In targets, you can't set a breakpoint in the "normal" way, which would be clicking on the line number after you sourced the script. Instead, you need to use the other method for debugging in R, which requires adding the function call browser() to the line where you'd like the function call to stop and specifying an additional argument when you call tar_make().

:warning: Check your RStudio version (go to the Help menu and click About RStudio). If you have a version earlier than v1.3.5, you may want to consider updating RStudio before proceeding to have the smoothest experience in debugging mode. :warning:

You have a working, albeit brittle, pipeline in your course repository. You can try it out with targets::tar_make(). This pipeline has a number of things you'll work to fix later, but for now, it is a useful reference. The pipeline contains a _targets.R file and several functions defined in .R files.

So, if you wanted to look at what download_files were created within the download_nwis_data() function, you could set a breakpoint by adding browser() to the "1_fetch/src/get_nwis_data.R" file (make sure to hit save for changes to take affect!).
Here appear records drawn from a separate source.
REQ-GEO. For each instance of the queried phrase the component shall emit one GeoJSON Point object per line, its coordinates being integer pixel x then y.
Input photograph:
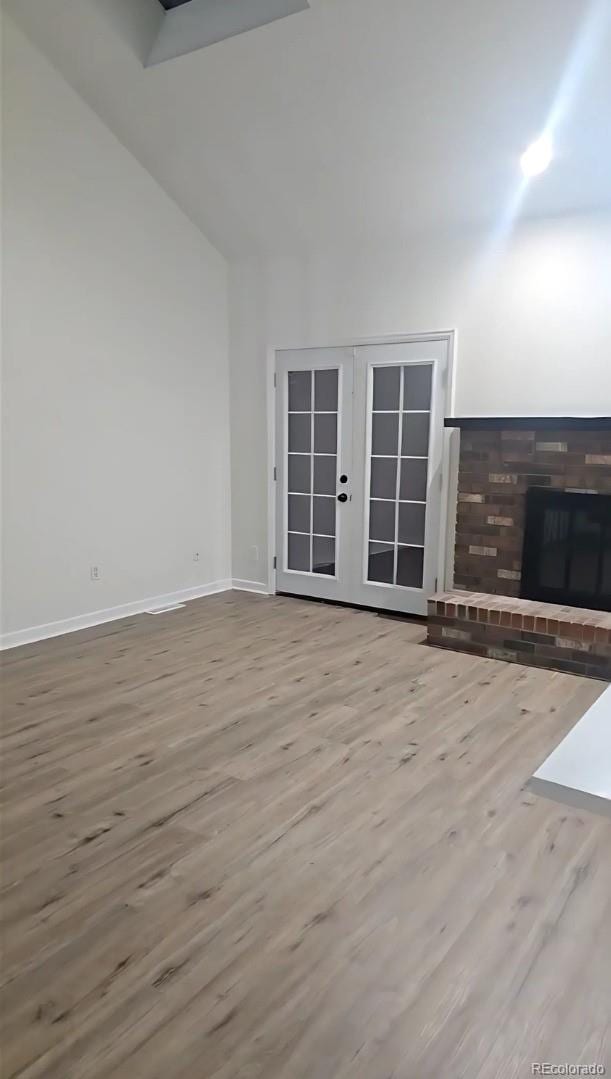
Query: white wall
{"type": "Point", "coordinates": [116, 399]}
{"type": "Point", "coordinates": [533, 319]}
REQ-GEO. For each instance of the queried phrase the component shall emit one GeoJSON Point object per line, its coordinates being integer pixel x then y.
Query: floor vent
{"type": "Point", "coordinates": [172, 606]}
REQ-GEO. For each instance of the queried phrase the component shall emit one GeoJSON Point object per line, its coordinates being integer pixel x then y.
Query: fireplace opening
{"type": "Point", "coordinates": [567, 548]}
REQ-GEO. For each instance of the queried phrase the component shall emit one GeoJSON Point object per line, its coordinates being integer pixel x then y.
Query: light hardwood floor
{"type": "Point", "coordinates": [263, 837]}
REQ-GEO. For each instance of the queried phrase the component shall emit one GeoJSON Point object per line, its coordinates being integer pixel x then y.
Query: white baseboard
{"type": "Point", "coordinates": [110, 614]}
{"type": "Point", "coordinates": [249, 586]}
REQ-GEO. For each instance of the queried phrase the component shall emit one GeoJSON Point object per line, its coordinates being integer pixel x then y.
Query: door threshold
{"type": "Point", "coordinates": [381, 612]}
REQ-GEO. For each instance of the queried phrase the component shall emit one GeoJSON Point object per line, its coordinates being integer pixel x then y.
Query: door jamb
{"type": "Point", "coordinates": [448, 458]}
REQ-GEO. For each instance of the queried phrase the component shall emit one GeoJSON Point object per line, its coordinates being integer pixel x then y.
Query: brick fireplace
{"type": "Point", "coordinates": [488, 613]}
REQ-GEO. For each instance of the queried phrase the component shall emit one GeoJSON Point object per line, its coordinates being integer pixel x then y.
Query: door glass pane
{"type": "Point", "coordinates": [325, 516]}
{"type": "Point", "coordinates": [299, 433]}
{"type": "Point", "coordinates": [326, 390]}
{"type": "Point", "coordinates": [384, 433]}
{"type": "Point", "coordinates": [413, 479]}
{"type": "Point", "coordinates": [299, 391]}
{"type": "Point", "coordinates": [324, 555]}
{"type": "Point", "coordinates": [383, 478]}
{"type": "Point", "coordinates": [417, 386]}
{"type": "Point", "coordinates": [410, 561]}
{"type": "Point", "coordinates": [401, 406]}
{"type": "Point", "coordinates": [382, 520]}
{"type": "Point", "coordinates": [415, 435]}
{"type": "Point", "coordinates": [411, 522]}
{"type": "Point", "coordinates": [299, 513]}
{"type": "Point", "coordinates": [299, 474]}
{"type": "Point", "coordinates": [387, 382]}
{"type": "Point", "coordinates": [325, 475]}
{"type": "Point", "coordinates": [325, 433]}
{"type": "Point", "coordinates": [381, 562]}
{"type": "Point", "coordinates": [298, 552]}
{"type": "Point", "coordinates": [311, 470]}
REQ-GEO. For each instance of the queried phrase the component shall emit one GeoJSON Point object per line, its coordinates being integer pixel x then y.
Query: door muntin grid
{"type": "Point", "coordinates": [313, 421]}
{"type": "Point", "coordinates": [398, 407]}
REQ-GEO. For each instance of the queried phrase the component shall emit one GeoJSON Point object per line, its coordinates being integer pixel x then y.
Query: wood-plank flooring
{"type": "Point", "coordinates": [265, 838]}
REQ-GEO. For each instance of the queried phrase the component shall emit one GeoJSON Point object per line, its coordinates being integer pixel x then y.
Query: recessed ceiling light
{"type": "Point", "coordinates": [537, 156]}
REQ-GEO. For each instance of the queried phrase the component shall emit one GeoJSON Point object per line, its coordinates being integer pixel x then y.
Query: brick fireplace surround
{"type": "Point", "coordinates": [499, 461]}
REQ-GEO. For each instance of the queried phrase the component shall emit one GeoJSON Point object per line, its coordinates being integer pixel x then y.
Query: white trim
{"type": "Point", "coordinates": [32, 633]}
{"type": "Point", "coordinates": [249, 586]}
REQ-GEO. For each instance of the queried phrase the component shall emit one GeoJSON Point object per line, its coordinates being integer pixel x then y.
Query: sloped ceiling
{"type": "Point", "coordinates": [356, 122]}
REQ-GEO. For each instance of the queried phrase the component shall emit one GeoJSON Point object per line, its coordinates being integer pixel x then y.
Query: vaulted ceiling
{"type": "Point", "coordinates": [355, 122]}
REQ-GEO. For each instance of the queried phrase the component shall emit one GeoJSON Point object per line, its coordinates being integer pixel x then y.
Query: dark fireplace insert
{"type": "Point", "coordinates": [567, 548]}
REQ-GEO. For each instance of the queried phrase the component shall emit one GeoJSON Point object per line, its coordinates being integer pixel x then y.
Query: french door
{"type": "Point", "coordinates": [358, 473]}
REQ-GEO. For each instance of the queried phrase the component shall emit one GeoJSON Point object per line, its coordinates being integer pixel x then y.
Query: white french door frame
{"type": "Point", "coordinates": [448, 462]}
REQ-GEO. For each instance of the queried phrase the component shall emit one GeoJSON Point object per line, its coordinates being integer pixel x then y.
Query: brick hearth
{"type": "Point", "coordinates": [496, 469]}
{"type": "Point", "coordinates": [499, 461]}
{"type": "Point", "coordinates": [541, 634]}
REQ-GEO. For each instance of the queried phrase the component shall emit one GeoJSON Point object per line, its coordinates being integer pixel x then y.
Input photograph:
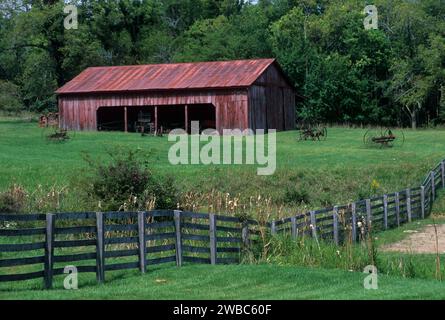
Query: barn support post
{"type": "Point", "coordinates": [125, 119]}
{"type": "Point", "coordinates": [186, 110]}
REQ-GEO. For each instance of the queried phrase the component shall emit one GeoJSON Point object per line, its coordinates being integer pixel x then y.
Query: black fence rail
{"type": "Point", "coordinates": [354, 220]}
{"type": "Point", "coordinates": [98, 242]}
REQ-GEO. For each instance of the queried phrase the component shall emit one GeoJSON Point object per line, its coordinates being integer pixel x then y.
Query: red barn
{"type": "Point", "coordinates": [238, 94]}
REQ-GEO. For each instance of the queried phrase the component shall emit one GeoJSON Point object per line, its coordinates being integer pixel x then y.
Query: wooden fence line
{"type": "Point", "coordinates": [195, 237]}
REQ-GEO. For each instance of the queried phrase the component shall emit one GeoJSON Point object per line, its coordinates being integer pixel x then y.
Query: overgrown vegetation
{"type": "Point", "coordinates": [126, 183]}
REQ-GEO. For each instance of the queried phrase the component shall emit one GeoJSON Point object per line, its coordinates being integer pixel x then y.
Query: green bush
{"type": "Point", "coordinates": [10, 101]}
{"type": "Point", "coordinates": [13, 200]}
{"type": "Point", "coordinates": [294, 195]}
{"type": "Point", "coordinates": [164, 191]}
{"type": "Point", "coordinates": [126, 183]}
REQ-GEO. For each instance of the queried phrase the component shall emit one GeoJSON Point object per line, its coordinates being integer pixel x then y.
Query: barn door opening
{"type": "Point", "coordinates": [110, 119]}
{"type": "Point", "coordinates": [204, 113]}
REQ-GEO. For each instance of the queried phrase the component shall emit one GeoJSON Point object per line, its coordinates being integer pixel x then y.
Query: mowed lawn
{"type": "Point", "coordinates": [232, 282]}
{"type": "Point", "coordinates": [333, 171]}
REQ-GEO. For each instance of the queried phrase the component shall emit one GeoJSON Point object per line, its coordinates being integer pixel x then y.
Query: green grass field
{"type": "Point", "coordinates": [331, 172]}
{"type": "Point", "coordinates": [267, 282]}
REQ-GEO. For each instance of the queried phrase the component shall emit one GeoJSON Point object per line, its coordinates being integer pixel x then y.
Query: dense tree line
{"type": "Point", "coordinates": [394, 75]}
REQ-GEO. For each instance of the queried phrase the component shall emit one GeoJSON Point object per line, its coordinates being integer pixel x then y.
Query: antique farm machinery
{"type": "Point", "coordinates": [384, 137]}
{"type": "Point", "coordinates": [315, 133]}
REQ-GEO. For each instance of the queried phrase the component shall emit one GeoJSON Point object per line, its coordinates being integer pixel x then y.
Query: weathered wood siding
{"type": "Point", "coordinates": [271, 102]}
{"type": "Point", "coordinates": [268, 104]}
{"type": "Point", "coordinates": [79, 112]}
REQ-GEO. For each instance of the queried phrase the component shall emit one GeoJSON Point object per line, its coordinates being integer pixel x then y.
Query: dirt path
{"type": "Point", "coordinates": [420, 241]}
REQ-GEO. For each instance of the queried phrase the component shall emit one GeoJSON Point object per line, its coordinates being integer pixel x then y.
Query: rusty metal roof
{"type": "Point", "coordinates": [177, 76]}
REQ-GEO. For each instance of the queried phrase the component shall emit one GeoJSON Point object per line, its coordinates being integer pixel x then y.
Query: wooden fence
{"type": "Point", "coordinates": [107, 241]}
{"type": "Point", "coordinates": [152, 237]}
{"type": "Point", "coordinates": [355, 219]}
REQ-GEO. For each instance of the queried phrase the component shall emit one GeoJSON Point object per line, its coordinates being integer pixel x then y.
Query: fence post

Hint: to quickly navigate to this function source code from your makefile, you can put your cursor on the name of the function then click F2 and it will take you to the correct location in the corresponding source file!

browser()

There is one more step to get your breakpoint to work in targets. You will need to add callr_function = NULL to your tar_make() call. When you run tar_make(callr_function = NULL), you will land right in the middle of line 8. Give it a try on your own.

To navigate while in browser mode, you can use the buttons at the top of your console pane:

debugnav

:keyboard: Place a browser() in the for loop of the download_nwis_data() function. Build the pipeline and compare the size of data_out through each iteration of the loop using the debugger navigational features. When you are done, don't forget to remove the browser() command from that function and then save the R script. Then, comment here on where you think you might find browser() handy in future pipelines.

I'll sit patiently until you comment

elliewhite-usgs commented 3 years ago

@lindsayplatt I get this error: x error target site_data Error: 01432160 has failed due to connection timeout. Try tar_make() again

any idea what could be going on? I can step through the loop one time, but on the second iteration browser[2]: it times out.

I think browser function will become handy when we want to change one part of the pipeline and something downstream breaks. It would be nice to figure out where exactly we've got trouble with this method of debugging. It also has the nice advantage of not messing up the global environment while we are testing functions.

github-learning-lab[bot] commented 3 years ago

Visualizing and understanding the status of dependencies in a pipeline

Seeing the structure of a pipeline as a visual is powerful. Viewing connections between targets and the direction data is flowing in can help you better understand the role of pipelines in data science work. Once you are more familiar with pipelines, using the same visuals can help you diagnose problems.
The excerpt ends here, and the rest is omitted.